Despite clear growth in open banking services by TPPs, and namely PISPs, use cases and adoption across the E.U. are not homogenous. Current use cases are found mostly in the e-commerce realm with Pay-by-Bank options at checkout.  While account aggregation use cases may be easier to define and target, payment initiation poses much different challenges.    

The first challenge concerns the customer journey, which can vary significantly between the solutions currently marketed by PISPs across the E.U. Through these solutions, the shopper typically clicks on a Pay-by-Bank button rather than using a bankcard. The shopper is then directed to their banking environment where personal bank credentials are entered securely and the transaction is approved.
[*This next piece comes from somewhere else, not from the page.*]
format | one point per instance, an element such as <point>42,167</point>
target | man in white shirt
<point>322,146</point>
Additional steps in the process vary greatly, such as:

  • A phone number to be entered as part of a verification process ;
  • An additional authentication layer such a passcode via SMS ;
  • Personalized messages to accompany the payment ;
  • Detection of the bank application on the phone and launch it directly instead of having to search for one’s bank.

In the end, each of these measures adds complexity, leading to a payment process that does not necessarily have fewer steps than paying with a payment card.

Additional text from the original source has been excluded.